AVEC DARKNESS AND LIGHT, LE CHANTEUR RETROUVE UNE NOUVELLE ÉPAISSEUR. LOIN DE LA RÉVOLUTION DE PALAIS ANNONCÉE, CERTES, MAIS AVEC UN DISQUE CHALEUREUX ET INSPIRÉ.

John Legend

« Darkness and Light »

DISTRIBUÉ PAR SONY.

7

De John Legend, on ne sait jamais trop quoi attendre. Au début de sa carrière, au milieu des années 2000, il était volontiers présenté comme le futur de la soul. Mais au fil du temps, il s’est surtout contenté de l’actualiser: assez inspiré pour sortir de la masse, trop lisse pour bousculer complètement les codes… Loin des poses crâneuses d’un certain r’n’b, il a montré néanmoins qu’il pouvait varier les angles. Il a par exemple réalisé un disque de reprises à haute charge revendicative, en collaboration avec The Roots (Wake Up!, en 2010). En 2015, il récoltait également un Oscar pour sa chanson Glory, tirée du film Selma, retraçant l’un des épisodes fondateurs du mythe pacifiste de Martin Luther King. A côté de cela, Legend s’est toutefois aussi montré capable de pondre un tube aussi insipide et lénifiant qu’All of Me, balade amoureuse dont la mélasse a désormais contaminé tous les bals de mariage.

De quel côté penche cette fois la balance? La pochette noir/blanc de Darkness and Light, son cinquième album, suggère une nouvelle gravité. Le disque débute par le morceau I Know Better, sur lequel il confie notamment la sentence suivante: « They say ‘sing what you know’/But I’ve sung what they want/Some folks do what they’re told/But baby, this times, I won’t« . Une manière d’annoncer que cette fois, Legend n’en fera donc qu’à sa tête.

Déclaration d’émancipation

La rupture se marque dès le générique: à la pléthore de collaborateurs qui avaient officié sur le précédent Love in the Future, Legend a préféré cette fois un équipage plus resserré. Mais également bizarrement hétéroclite, comprenant aussi bien des plumes pop (Julia Michaels, vue chez Justin Bieber, Demi Lovato…) que des noms plus indie (Will Oldham, alias Bonnie Prince Billy).

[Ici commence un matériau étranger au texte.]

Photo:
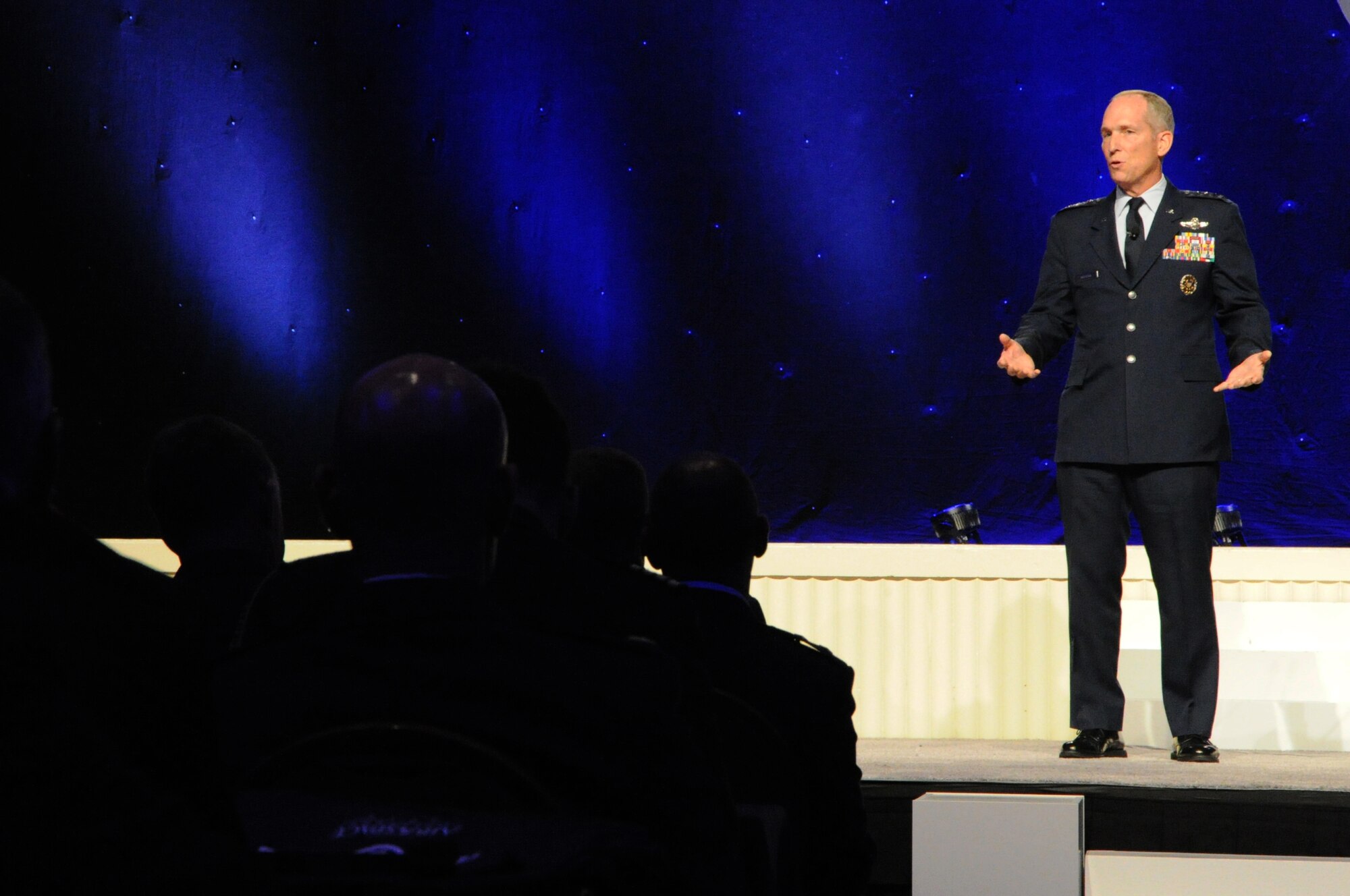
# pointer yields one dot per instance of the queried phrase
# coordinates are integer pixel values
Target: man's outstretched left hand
(1249, 373)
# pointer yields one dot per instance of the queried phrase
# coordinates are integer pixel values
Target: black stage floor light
(959, 524)
(1228, 527)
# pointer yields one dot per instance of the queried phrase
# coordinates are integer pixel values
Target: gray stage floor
(1039, 763)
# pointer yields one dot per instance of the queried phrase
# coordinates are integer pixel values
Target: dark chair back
(765, 781)
(408, 809)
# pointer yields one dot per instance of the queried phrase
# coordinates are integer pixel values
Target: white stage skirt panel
(971, 642)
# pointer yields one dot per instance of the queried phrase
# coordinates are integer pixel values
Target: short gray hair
(1160, 114)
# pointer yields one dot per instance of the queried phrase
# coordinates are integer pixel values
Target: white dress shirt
(1152, 199)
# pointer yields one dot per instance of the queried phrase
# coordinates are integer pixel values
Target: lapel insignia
(1190, 248)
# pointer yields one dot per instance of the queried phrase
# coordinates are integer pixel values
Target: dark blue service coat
(1141, 384)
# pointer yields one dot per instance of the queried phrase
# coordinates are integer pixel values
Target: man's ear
(653, 549)
(333, 501)
(761, 536)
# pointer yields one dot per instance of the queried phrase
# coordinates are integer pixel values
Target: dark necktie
(1133, 238)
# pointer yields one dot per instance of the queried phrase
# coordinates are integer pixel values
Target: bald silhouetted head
(611, 505)
(705, 523)
(214, 489)
(421, 449)
(25, 403)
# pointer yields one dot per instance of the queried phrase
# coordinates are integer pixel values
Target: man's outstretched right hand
(1016, 361)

Pour diriger les débats, Legend a fait appel au producteur Blake Mills, trentenaire remarqué notamment grâce à son travail sur le disque Sound & Color d’Alabama Shakes.

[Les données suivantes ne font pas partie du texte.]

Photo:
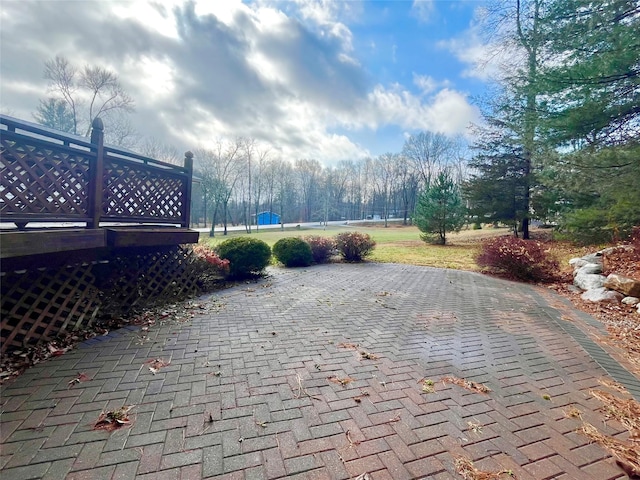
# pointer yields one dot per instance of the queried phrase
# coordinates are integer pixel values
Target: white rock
(589, 281)
(601, 294)
(589, 268)
(578, 262)
(619, 248)
(593, 257)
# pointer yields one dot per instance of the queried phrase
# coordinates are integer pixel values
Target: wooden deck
(133, 215)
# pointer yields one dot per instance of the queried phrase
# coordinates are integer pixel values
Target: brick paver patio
(254, 390)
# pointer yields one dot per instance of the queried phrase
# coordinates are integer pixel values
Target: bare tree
(96, 87)
(429, 152)
(154, 148)
(308, 174)
(221, 169)
(384, 179)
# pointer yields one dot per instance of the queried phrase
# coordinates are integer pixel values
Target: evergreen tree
(53, 113)
(440, 209)
(591, 81)
(591, 111)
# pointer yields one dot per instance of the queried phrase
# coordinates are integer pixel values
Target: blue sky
(307, 79)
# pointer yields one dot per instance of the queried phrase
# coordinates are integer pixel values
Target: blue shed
(268, 218)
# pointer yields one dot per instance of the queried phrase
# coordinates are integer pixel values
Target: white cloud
(204, 70)
(428, 84)
(485, 59)
(423, 9)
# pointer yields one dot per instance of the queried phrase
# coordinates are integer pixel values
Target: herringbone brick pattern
(267, 387)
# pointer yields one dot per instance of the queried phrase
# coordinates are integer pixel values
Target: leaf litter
(113, 419)
(428, 386)
(468, 471)
(82, 377)
(468, 384)
(156, 364)
(340, 381)
(627, 412)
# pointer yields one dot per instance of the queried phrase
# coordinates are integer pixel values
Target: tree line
(559, 140)
(237, 179)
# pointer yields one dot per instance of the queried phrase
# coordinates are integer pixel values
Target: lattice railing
(41, 181)
(50, 176)
(142, 192)
(38, 304)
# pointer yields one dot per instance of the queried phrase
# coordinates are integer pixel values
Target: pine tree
(53, 113)
(440, 209)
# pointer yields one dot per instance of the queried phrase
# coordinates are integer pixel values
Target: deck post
(96, 181)
(188, 166)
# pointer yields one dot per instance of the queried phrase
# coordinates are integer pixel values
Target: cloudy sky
(328, 80)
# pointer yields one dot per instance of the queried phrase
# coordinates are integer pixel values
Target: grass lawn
(394, 244)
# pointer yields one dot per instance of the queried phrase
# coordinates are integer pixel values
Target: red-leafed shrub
(354, 246)
(520, 259)
(208, 255)
(322, 248)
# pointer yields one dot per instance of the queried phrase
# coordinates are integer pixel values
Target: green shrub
(322, 248)
(247, 256)
(520, 259)
(354, 246)
(293, 252)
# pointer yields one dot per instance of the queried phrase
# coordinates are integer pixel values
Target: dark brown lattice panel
(38, 304)
(148, 279)
(131, 190)
(42, 180)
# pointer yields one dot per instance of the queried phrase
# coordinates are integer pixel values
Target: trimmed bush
(520, 259)
(208, 255)
(322, 248)
(354, 246)
(293, 252)
(248, 257)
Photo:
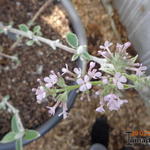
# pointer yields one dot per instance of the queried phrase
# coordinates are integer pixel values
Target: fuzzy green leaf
(19, 144)
(61, 82)
(62, 97)
(9, 137)
(36, 29)
(23, 27)
(15, 124)
(72, 40)
(86, 56)
(30, 42)
(1, 30)
(74, 57)
(31, 134)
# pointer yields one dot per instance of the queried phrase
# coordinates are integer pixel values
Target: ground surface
(18, 80)
(74, 132)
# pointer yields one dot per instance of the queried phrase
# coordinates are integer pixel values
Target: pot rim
(54, 120)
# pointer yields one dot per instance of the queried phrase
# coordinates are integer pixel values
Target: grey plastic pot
(53, 121)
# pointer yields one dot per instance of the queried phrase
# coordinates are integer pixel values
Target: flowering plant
(118, 71)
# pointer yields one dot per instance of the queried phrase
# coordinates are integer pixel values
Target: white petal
(80, 81)
(123, 79)
(86, 78)
(88, 85)
(83, 88)
(47, 79)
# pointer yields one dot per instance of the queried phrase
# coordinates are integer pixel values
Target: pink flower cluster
(121, 49)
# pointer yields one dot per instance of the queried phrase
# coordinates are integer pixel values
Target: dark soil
(36, 61)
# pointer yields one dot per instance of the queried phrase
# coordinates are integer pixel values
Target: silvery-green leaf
(31, 134)
(74, 57)
(30, 42)
(37, 29)
(1, 30)
(61, 82)
(15, 126)
(85, 55)
(9, 137)
(72, 40)
(134, 59)
(62, 97)
(19, 144)
(23, 27)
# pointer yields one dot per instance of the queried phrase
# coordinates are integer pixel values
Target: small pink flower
(78, 72)
(105, 54)
(106, 45)
(100, 109)
(51, 80)
(66, 69)
(84, 84)
(123, 48)
(93, 73)
(141, 70)
(114, 102)
(51, 110)
(119, 79)
(64, 112)
(104, 80)
(40, 93)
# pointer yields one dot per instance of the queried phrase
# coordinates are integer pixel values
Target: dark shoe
(100, 132)
(127, 148)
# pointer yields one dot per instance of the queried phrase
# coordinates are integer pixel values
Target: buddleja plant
(118, 71)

La chanteuse du groupe blues-rock-soul sudiste, Brittany Howard, est d’ailleurs présente sur le morceau-titre, miaulant ici plus qu’elle ne s’égosille. Elle n’est en outre pas la seule invitée. Sur Penthouse Floor, c’est Chance The Rapper qui fait son apparition, tandis que Miguel vient assister l’hôte de la maison pour un exercice de crooning soul amoureux -« Let that telephone ring/Let that blue bird sing« , insistent-ils en choeur-, sanctionné par le saxophone inspiré de Kamasi Washington. Le jazzman fait également une apparition sur Right By You (for Luna), que Legend dédie à sa fille. Moins pour la bercer que pour lui confesser ses doutes -« How can you be free from all this sorrow?« . Ailleurs, le chanteur glisse d’ailleurs encore l’une ou l’autre allusion plus « politique » (« My history has brought me to this place/There’s power in the color of my face » sur I Know Better) ou note plus pessimiste (Marching Into the Dark). Certes, la déclaration d’émancipation annoncée au début du disque n’a pas valeur de grand chambardement. Il n’empêche: avec Darkness and Light, Legend retrouve de la substance.